# Me 410 Startup



## Aaron Brooks Wolters (Apr 19, 2014)

This video has a little age on it, but I had not seen it and don't see a posting for it here so.

_View: https://www.youtube.com/watch?v=jAcgUPjb16Q_


----------



## vikingBerserker (Apr 19, 2014)

Very cool! I did not know there was one in running condition.

Any idea why the B-26 had yellow stripes on the wings?


----------



## Aaron Brooks Wolters (Apr 19, 2014)

I didn't know there was one either. I think that these were one of the prettiest sexiest aircraft to come out of Germany during WWII. I have no clue about the yellow stripes on the B-26. Sorry.


----------



## fubar57 (Apr 19, 2014)

Yep, agree with David though I had to go back and watch the video again to see the yellow stripes.

Geo


----------



## Aaron Brooks Wolters (Apr 19, 2014)

It looks like they were in the process of restoring it because the prop is missing off #1 engine. The video was shot at RAF St. Athan Wales in 1988 so both of these aircraft are more than likely in museum nearby. Terry or Gary will know better than I.


----------



## Crimea_River (Apr 20, 2014)

That Me410 is now at the RAF Museum Cosford.

Reactions: Like Like:
1 | Like List reactions


----------



## GrauGeist (Apr 20, 2014)

There's only two left that I am aware of, one in the UK and one in the U.S.

With all the reproductions being made nowdays, it would be awesome to see a Bf110 and a Me410 reproduced!

Great find, Aaron, thanks for sharing


----------



## Airframes (Apr 20, 2014)

Can't see the video, as it's been disabled by you tube.
But the '140 was restored at RAF St.Athan during the 1970's and 1980s, and is now the one in the RAF Museum, Cosford. As far as I know, it's the only complete Me 410 in existence. I was allowed to get some detail shots of it a couple of years ago.
Don't know of any B-26 currently in the UK, or even in the last 30 years. Couldn't see it due to video not being available.


----------



## fubar57 (Apr 20, 2014)

Terry, I couldn't view the video here because it was disabled, but my screen had this option that took me to the youtube site to watch it.
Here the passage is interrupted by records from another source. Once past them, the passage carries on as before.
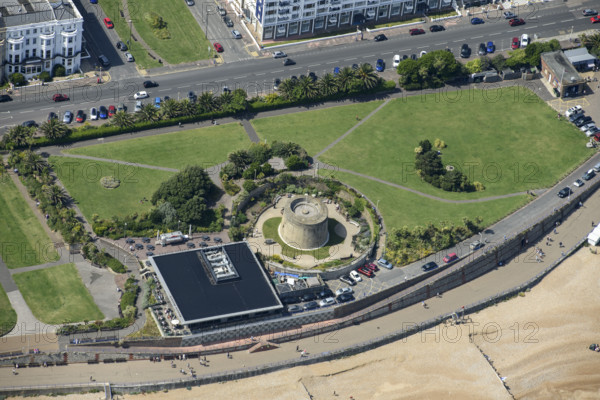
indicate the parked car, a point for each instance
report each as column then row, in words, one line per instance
column 60, row 97
column 450, row 257
column 68, row 117
column 564, row 192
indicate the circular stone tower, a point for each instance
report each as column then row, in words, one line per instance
column 304, row 223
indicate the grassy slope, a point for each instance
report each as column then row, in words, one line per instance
column 22, row 238
column 57, row 295
column 82, row 180
column 206, row 146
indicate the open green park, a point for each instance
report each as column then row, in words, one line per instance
column 81, row 178
column 204, row 146
column 24, row 241
column 57, row 295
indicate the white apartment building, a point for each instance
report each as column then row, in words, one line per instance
column 280, row 19
column 37, row 35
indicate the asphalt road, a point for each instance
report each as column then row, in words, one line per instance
column 257, row 75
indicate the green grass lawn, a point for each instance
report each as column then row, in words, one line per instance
column 8, row 316
column 23, row 241
column 509, row 143
column 57, row 295
column 82, row 179
column 270, row 231
column 187, row 42
column 111, row 8
column 313, row 130
column 402, row 208
column 206, row 146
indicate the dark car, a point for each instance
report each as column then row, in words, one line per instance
column 148, row 84
column 416, row 31
column 565, row 192
column 344, row 297
column 429, row 266
column 465, row 51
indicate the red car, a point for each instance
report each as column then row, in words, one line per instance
column 108, row 23
column 60, row 97
column 365, row 271
column 516, row 22
column 515, row 43
column 416, row 31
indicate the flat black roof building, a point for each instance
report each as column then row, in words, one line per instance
column 218, row 283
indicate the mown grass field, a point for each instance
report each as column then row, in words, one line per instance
column 205, row 146
column 57, row 295
column 82, row 179
column 508, row 139
column 23, row 241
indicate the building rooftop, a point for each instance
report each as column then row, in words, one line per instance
column 15, row 13
column 216, row 282
column 562, row 67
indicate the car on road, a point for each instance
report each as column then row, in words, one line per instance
column 329, row 301
column 60, row 97
column 429, row 266
column 218, row 47
column 516, row 22
column 140, row 95
column 68, row 117
column 589, row 175
column 450, row 257
column 465, row 51
column 149, row 84
column 416, row 31
column 514, row 44
column 564, row 192
column 476, row 245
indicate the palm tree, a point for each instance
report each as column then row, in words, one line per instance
column 56, row 195
column 123, row 119
column 367, row 76
column 170, row 109
column 327, row 85
column 54, row 129
column 207, row 102
column 148, row 113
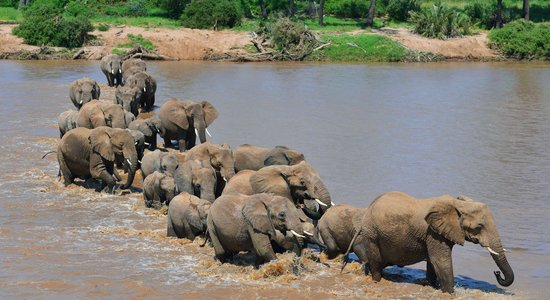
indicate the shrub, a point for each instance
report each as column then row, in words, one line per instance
column 522, row 39
column 440, row 22
column 45, row 23
column 399, row 9
column 211, row 14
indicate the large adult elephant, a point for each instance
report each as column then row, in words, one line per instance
column 111, row 66
column 300, row 183
column 220, row 157
column 83, row 91
column 98, row 113
column 239, row 222
column 184, row 120
column 84, row 153
column 398, row 229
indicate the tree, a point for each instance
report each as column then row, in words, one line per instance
column 370, row 17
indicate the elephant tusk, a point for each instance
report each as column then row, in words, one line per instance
column 491, row 251
column 296, row 234
column 319, row 202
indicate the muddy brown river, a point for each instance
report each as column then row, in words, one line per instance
column 475, row 129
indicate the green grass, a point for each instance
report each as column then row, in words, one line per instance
column 10, row 14
column 360, row 48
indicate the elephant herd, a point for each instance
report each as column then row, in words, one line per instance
column 262, row 200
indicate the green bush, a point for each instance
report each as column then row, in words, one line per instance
column 211, row 14
column 399, row 9
column 439, row 21
column 347, row 8
column 46, row 23
column 522, row 39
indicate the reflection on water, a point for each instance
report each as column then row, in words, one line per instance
column 481, row 130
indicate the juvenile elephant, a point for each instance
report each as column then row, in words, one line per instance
column 238, row 222
column 299, row 183
column 158, row 188
column 187, row 216
column 148, row 87
column 400, row 230
column 196, row 178
column 164, row 162
column 250, row 157
column 111, row 66
column 98, row 113
column 220, row 157
column 184, row 120
column 66, row 121
column 83, row 91
column 84, row 153
column 149, row 127
column 128, row 98
column 337, row 227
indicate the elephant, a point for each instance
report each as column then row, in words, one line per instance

Just wondering if you had the same option

Geo


----------



## Airframes (Apr 20, 2014)

Ah, thanks George! Got it now!
This is the same video posted some time ago, by Grant (Nuumann) I think.
That's not a B-26 in the background - it's possibly a Varsity, can't quite catch the details due to graininess. Looks like it might have yellow and black 'Suez' stripes on the wings.


----------



## Gnomey (Apr 20, 2014)

It just won't play when embedded Terry, works fine on Youtube...

Good video! Thanks for sharing.


----------



## Aaron Brooks Wolters (Apr 20, 2014)

If you click on the YouTube button at the bottom right of the youtube screen it will go to the youtube sight and you can watch it there.


----------



## GrauGeist (Apr 21, 2014)

Works fine for me, I'm running firefox at the moment...not sure why others can't see it...


----------



## Airframes (Apr 21, 2014)

Watched it on the you tube site, as directed by George, by clicking on the suggestion on screen.


----------



## GrauGeist (Apr 21, 2014)

Airframes said:


> Watched it on the you tube site, as directed by George, by clicking on the suggestion on screen.


----------



## Wayne Little (Apr 22, 2014)

Cool, had to click to go to youtube too...


----------



## Aaron Brooks Wolters (Apr 22, 2014)

I love the way the the superchargers sound on this plane!


----------